The statement by Poraz, a member of the secular Shinui Party, comes as an issue that long has been an open wound in relations between Israel and Diaspora Jewry may soon be reopened.

Israel’s high court is slated to hand down a ruling soon in the case of an appeal by 18 Reform converts against previous interior ministers’ refusals to grant them Israeli citizenship.

In recent governments, interior ministers — who often belonged to the fervently Orthodox Shas Party — refused to register non-Orthodox converts who had converted in Israel, arguing that only Orthodox conversions supervised by the Chief Rabbinate should be legitimate in the Jewish state. However, they did recognize conversions performed overseas.

A high court ruling last year forced the Interior Ministry to register local converts as Jews in the national Population Administration — but the ministry usually refused to grant them Israeli citizenship.

When he was appointed earlier this year, many expected Poraz to change the policy — though until this week it seemed he had other plans.

Poraz originally said he wanted to separate the issue of conversions from citizenship, making citizenship decisions based on the applicant’s “contribution to society and identification with the Zionist movement, or on humanitarian grounds.”

That meant he wouldn’t grant automatic citizenship even to people who had undergone Orthodox conversions in Israel — but he would consider granting citizenship to non-Jews, such as sports stars, musicians or scientists, who had made significant contributions to Israeli life.

The idea infuriated leaders of all streams of Judaism.

“It is unacceptable that people will be recognized as Jews but will not have the right to live here,” Rabbi Uri Regev, executive director of the World Union for Progressive Judaism, as the Reform movement is known, told JTA.

With Poraz’s about-face this week, the liberal movements are pleased once again.

“Israel is the state of all Jews, not just those who accept one particular interpretation,” said Rabbi Eric Yoffie, president of the Union of American Hebrew Congregations in New York, who met with Poraz on June 25.

“I’m delighted that there is a growing number of Jews in Israel and in the leadership in Israel who are willing to help strengthen Jewish life by recognizing the diversity and the pluralism that is necessary,” said Jerome Epstein, executive vice president of the United Synagogue of Conservative Judaism, also in New York.

Poraz’s shift came after pressure from Prime Minister Ariel Sharon and Israel’s attorney general, Elyakim Rubinstein.

When Poraz announced his original intentions, Rubinstein wrote a sharply worded letter to Sharon, charging that Poraz’s new criteria would upset the customary conversion procedure and conceivably could allow more than 100,000 resident non-Jews — such as illegal foreign workers and their children — to receive Israeli citizenship.

Sharon reprimanded Poraz at a tense meeting last week.

“Israel is a Jewish state and it must remain such,” Sharon said.
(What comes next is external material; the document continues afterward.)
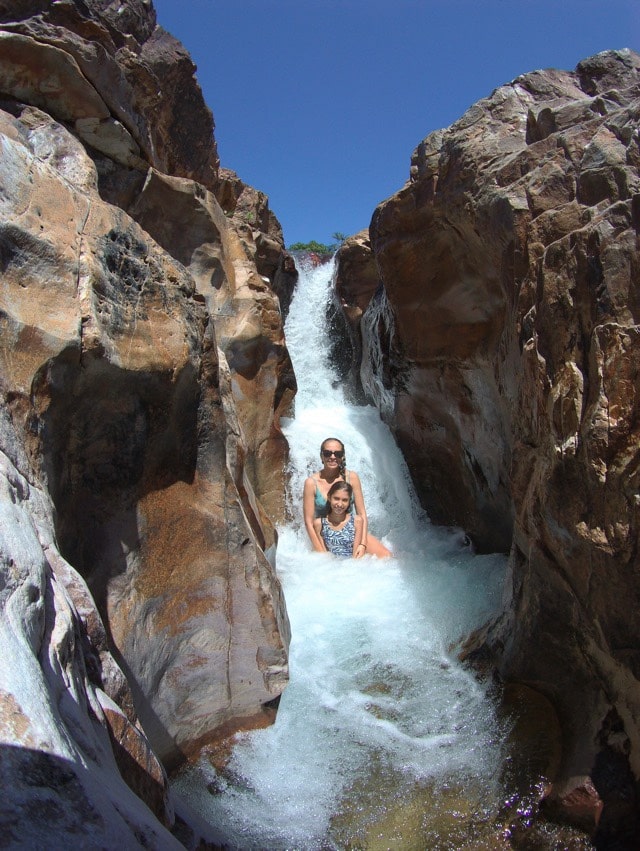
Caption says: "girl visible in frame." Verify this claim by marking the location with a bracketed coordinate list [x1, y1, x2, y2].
[302, 437, 391, 558]
[313, 481, 365, 558]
He insisted that only conversions approved in Israel by a rabbinical court under government supervision should grant Israeli citizenship to converts.

Poraz agreed that he would no longer withhold citizenship from converts — as long as the liberal movements’ converts were accepted as well.

Of course, not everyone is pleased with Poraz’s move.

“How you do a conversion to Judaism is governed by rules that have developed” over thousands of years, said Harvey Blitz, president of the U.S.-based Orthodox Union.

Orthodox conversions conform to those rules, while liberal conversions don’t, Blitz said.

“This looks to me like another effort by Poraz and Shinui to change the Jewish character of the state” and “create more friction with regard to the religious affairs in Israel,” Blitz said.

In Israel, the National Religious Party — which is in the government — and Shas — which is not — have remained quiet so far.

For his part, Poraz believes the NRP will not make waves.

“Don’t forget that we have plenty of spare parts to replace the NRP — in the Labor Party,” said Poraz, referring to Labor’s apparent willingness to back Sharon’s coalition if the NRP bolts the government over the issue.

In the meantime, everyone’s waiting for the court ruling to make the next move.

“The ball has returned to the High Court of Justice,”Regev said.